Je ne pense pas. Chaque technologie apporte quelque chose et répond souvent à un besoin spécifique. On a tendance à voir la fabrication additive comme une chose figée, alors qu’il faut être indiscipliné pour innover en impression 3D. Il faut faire converger plusieurs sciences : matériaux, procédés, design… Il faut tester les bonnes idées. Une technique étudiée en laboratoire finira par répondre aux besoins des industriels tout en augmentant nos connaissances scientifiques.

Plusieurs technologies, telles que le Waam et le cold spray, sont des adaptations de procédés existants, dont l’usage a été détourné. Est-ce une approche pertinente ?

C’est une très bonne façon d’aborder les problèmes : partir de ce que l’on connaît et maîtrise, puis pousser les technologies dans leurs retranchements. Il n’y a pas de honte à détourner les procédés et les usages des matériaux préexistants. Des techniques comme le Waam ou le laser-fil peuvent s’apparenter à de la soudure classique, mais c’est en fait plus que cela. De nouvelles questions scientifiques et technologiques se posent. D’une manière générale, je trouve très astucieux les procédés qui associent la matière et l’énergie au même endroit, comme dans les technologies de dépôt par faisceau d’électrons ou par arc-fil. Je trouve également très pertinent d’associer les procédés additifs et soustractifs. Les industriels ont tout à gagner dans ce domaine. Pendant un temps, il y a eu un certain dogmatisme en fabrication additive, dans lequel il fallait absolument tout faire en 3D. Les industriels ont désormais une vision plus nette du potentiel de l’impression 3D : ils cherchent le procédé, la matière et le post-traitement qui répondront à leurs besoins.

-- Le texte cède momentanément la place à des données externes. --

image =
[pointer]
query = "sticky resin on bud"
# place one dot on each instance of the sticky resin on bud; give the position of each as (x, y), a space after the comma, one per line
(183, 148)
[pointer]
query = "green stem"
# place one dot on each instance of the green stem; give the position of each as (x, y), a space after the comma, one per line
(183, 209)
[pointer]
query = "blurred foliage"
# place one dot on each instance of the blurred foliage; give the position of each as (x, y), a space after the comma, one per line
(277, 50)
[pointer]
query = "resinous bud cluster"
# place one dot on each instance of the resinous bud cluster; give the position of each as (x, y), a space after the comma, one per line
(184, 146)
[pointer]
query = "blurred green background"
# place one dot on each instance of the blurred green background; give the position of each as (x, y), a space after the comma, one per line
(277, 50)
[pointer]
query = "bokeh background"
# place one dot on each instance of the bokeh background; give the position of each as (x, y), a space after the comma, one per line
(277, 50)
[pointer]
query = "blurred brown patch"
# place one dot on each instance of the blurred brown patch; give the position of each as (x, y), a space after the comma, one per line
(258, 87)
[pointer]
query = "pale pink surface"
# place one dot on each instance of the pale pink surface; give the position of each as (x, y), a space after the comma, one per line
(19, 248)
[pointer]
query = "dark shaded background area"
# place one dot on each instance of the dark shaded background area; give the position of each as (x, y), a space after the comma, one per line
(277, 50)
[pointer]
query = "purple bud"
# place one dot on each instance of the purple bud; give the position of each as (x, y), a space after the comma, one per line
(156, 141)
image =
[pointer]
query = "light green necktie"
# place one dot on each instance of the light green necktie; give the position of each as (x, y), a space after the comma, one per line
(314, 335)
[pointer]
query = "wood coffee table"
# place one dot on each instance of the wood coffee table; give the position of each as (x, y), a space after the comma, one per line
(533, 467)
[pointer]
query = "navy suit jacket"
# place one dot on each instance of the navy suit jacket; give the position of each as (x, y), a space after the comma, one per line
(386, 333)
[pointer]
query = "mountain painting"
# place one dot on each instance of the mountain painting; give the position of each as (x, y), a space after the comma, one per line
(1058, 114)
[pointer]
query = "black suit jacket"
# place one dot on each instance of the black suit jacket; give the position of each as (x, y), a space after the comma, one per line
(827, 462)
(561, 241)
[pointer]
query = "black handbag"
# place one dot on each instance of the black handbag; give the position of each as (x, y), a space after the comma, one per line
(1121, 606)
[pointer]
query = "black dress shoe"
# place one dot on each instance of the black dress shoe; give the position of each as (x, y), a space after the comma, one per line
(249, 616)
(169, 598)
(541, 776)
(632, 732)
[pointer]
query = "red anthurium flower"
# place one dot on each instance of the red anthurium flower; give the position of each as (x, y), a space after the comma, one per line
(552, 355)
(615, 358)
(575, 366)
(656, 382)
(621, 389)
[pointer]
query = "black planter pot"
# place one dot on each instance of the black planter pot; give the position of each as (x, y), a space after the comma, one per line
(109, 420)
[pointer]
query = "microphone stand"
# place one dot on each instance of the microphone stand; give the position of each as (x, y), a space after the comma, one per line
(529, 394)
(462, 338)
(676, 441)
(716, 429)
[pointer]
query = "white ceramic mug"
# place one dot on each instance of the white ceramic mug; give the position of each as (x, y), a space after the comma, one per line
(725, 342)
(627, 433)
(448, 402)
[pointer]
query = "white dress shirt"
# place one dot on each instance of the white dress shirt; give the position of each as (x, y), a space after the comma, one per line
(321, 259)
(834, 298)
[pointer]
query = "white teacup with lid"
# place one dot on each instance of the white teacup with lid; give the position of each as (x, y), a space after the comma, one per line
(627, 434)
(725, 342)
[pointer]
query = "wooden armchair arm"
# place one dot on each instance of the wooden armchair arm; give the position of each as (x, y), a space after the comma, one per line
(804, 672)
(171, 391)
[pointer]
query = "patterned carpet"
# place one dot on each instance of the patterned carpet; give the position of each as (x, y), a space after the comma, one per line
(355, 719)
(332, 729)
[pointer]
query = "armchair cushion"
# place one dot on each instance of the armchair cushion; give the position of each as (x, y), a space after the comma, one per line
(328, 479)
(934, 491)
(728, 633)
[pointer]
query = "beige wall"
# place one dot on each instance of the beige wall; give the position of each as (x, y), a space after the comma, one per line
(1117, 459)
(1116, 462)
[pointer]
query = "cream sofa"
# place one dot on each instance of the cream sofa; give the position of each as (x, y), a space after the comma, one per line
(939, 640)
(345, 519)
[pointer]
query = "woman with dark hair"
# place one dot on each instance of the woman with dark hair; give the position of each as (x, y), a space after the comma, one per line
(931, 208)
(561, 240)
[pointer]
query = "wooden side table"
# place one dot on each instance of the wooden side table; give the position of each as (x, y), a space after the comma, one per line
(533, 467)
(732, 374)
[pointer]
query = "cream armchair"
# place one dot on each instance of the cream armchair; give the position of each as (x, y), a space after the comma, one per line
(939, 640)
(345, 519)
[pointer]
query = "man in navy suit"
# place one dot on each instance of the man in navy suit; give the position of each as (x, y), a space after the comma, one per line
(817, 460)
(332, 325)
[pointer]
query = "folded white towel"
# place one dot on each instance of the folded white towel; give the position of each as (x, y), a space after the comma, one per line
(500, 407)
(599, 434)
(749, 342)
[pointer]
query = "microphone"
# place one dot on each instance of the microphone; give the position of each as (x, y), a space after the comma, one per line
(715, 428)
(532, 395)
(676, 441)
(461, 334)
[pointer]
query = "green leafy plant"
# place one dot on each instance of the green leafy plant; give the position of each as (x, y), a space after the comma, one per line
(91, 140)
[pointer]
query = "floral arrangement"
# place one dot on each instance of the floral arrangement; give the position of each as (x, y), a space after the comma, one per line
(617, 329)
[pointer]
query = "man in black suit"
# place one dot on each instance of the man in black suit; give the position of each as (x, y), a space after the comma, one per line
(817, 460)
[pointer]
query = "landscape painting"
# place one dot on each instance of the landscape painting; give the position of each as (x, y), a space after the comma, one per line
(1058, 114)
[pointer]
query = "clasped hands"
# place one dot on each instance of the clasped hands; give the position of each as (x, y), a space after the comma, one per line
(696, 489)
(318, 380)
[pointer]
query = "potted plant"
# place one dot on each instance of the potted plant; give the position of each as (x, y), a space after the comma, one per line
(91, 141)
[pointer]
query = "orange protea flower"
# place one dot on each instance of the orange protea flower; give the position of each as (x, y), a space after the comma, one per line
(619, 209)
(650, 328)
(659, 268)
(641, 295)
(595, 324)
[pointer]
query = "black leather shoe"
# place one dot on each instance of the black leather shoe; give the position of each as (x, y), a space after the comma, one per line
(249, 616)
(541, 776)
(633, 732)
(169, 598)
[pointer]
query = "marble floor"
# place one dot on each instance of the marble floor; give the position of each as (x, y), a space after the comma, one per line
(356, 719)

Quelles seront les prochaines grandes innovations en impression 3D ?

La maîtrise de technologies à gradients de matériaux et multi-voxels est toujours attendue. La première permettrait d’obtenir des propriétés inédites en jouant sur des dépôts de matériaux sélectifs. C’est un sujet très excitant, car il pallierait l’un des problèmes majeurs de l’impression 3D actuelle : la difficulté d’appliquer un traitement de surface sur les pièces. Dans le cas des gradients de matériaux, les propriétés de surface pourraient être gérées lors de l’impression. Je m’intéresse à ces gradients dans le cadre de travaux sur l’impression 4D menés avec ­Frédéric ­Demoly à l’UTBM sur le site de Sevenans (Territoire de Belfort). Les multi-voxels constituent aussi un sujet intéressant pour les industriels. En gérant différentes tailles de voxels, une résolution d’impression variable accélérerait la production des pièces de grande taille, tout en restant très bonne sur certaines zones plus détaillées. J’ai quelques idées dans ce domaine. En dehors de ces deux techniques, nous avons réussi – ironiquement – à abolir l’impression couche par couche avec des collègues de l’institut Fresnel du CNRS à Marseille. Si l’on avait réussi à suivre les brevets de cette organisation en 1984, évitant l’usage de couches, peut-être que le futur de l’impression 3D aurait pu être différent… J’essaie en ce moment de mettre au point un procédé capable d’imprimer une pièce en une seule étape, à l’instar d’un appareil photo. Une évolution radicale de la stéréolithographie, mais je ne peux pas en dire beaucoup plus pour le moment : ce n’est pas breveté, car j’ai des difficultés à trouver les sources lumineuses adaptées pour réaliser une belle preuve de concept.